On the expenditure side, moderating private consumption and public investment activities weighed on domestic demand.
On a quarter-on-quarter seasonally-adjusted basis, the economy registered a decline of 0.3% (3Q20: 18.2%).
On the outlook for this year, BNM governor Datuk Nor Shamsiah Mohd Yunus said the economy will recover given the improvement in global demand as the rollout of vaccines is expected to lift consumer and business sentiments.
She said this will boost private spending activity and support the economic recovery with some of Malaysia’s key trading partners having begun rolling out Covid-19 vaccine to the public and their growth rebound could benefit our economy.
“In addition, Malaysia’s growth prospects will also be supported by a gradual normalization in domestic economic activity, continuation of large infrastructure projects and targeted policy support from the government.
“Following positive rebound in the second half, Malaysia’s export is expected to recover to record a higher growth in 2021 supported by recovery in our trade partner such as the US and China,” she said.
Nor Shamsiah noter that the implementation of the MCO2.0 will weigh on growth but the effects would be “less severe” compared to the previous MCO in March last year.
“The growing momentum of digitalisation will lend further support to economic activity. More individuals and businesses are now embracing digital solutions to future proof their business.

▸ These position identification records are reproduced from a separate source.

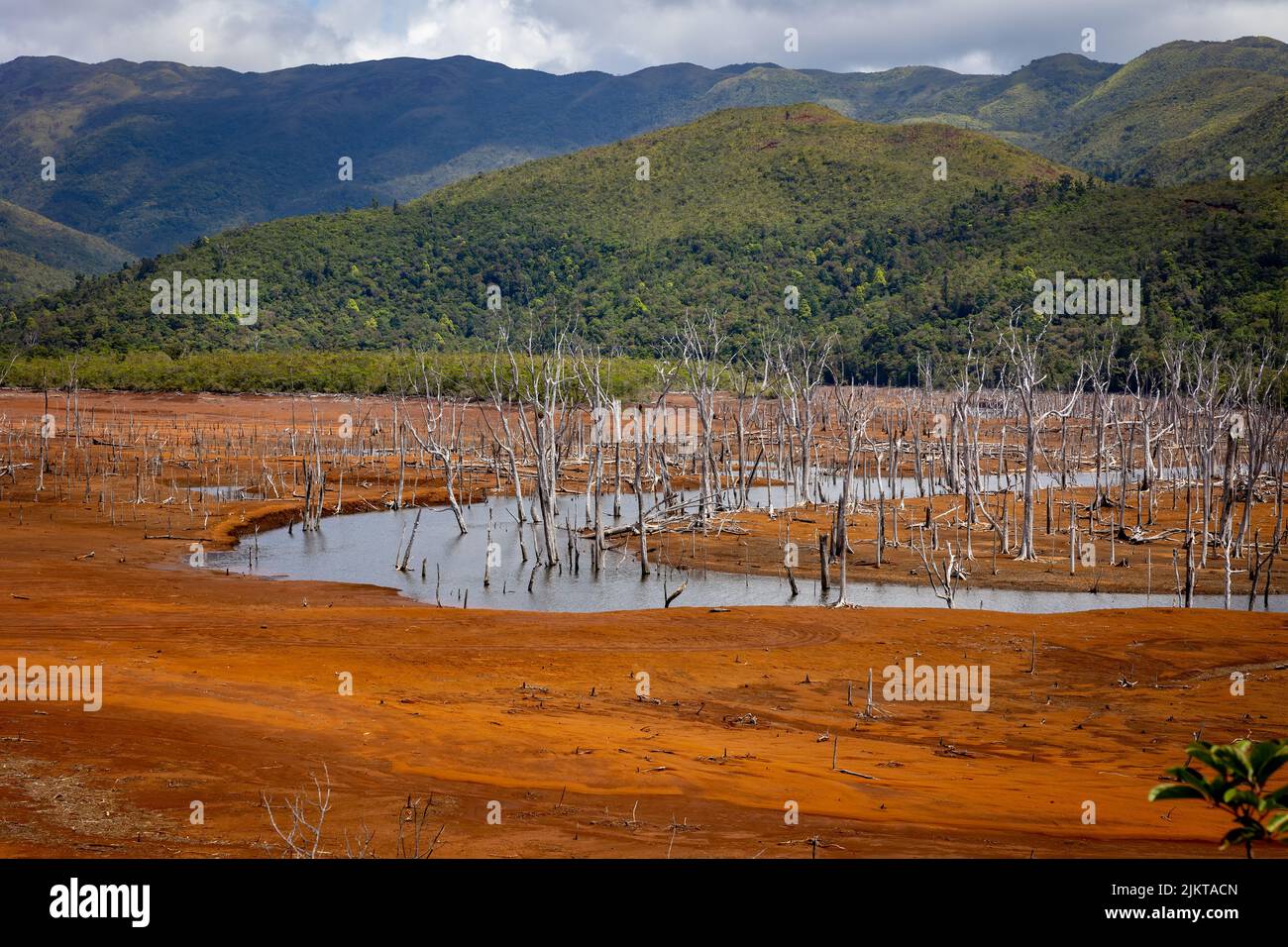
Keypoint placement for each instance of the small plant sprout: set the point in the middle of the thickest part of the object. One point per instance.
(1239, 787)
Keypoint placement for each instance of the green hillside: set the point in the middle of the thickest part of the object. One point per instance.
(39, 256)
(1181, 111)
(738, 205)
(154, 155)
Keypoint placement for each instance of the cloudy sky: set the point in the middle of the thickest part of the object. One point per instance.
(622, 35)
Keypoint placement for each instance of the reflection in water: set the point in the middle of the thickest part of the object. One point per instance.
(366, 548)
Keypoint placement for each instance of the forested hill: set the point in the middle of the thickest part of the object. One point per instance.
(154, 155)
(737, 206)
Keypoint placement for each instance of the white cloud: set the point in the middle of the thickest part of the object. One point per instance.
(619, 35)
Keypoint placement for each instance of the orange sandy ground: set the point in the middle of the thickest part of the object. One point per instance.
(222, 686)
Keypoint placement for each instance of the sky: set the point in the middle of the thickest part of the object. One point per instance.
(622, 35)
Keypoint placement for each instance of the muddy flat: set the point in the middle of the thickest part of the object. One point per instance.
(222, 688)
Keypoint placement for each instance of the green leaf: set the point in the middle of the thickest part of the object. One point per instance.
(1266, 758)
(1235, 759)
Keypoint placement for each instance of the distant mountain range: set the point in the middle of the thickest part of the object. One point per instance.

“The number of merchants who sign up for ecommerce and QR payment at more than double compared to previous year,” she added.
In line with earlier assessments, the average headline inflation was at -1.2% in 2020 due mainly to the substantially lower global oil prices.
For 2021, headline inflation is projected to average higher, primarily due to higher global oil prices. Underlying inflation is expected to remain subdued amid continued spare capacity in the economy.
The outlook, however, is subject to global oil and commodity price developments.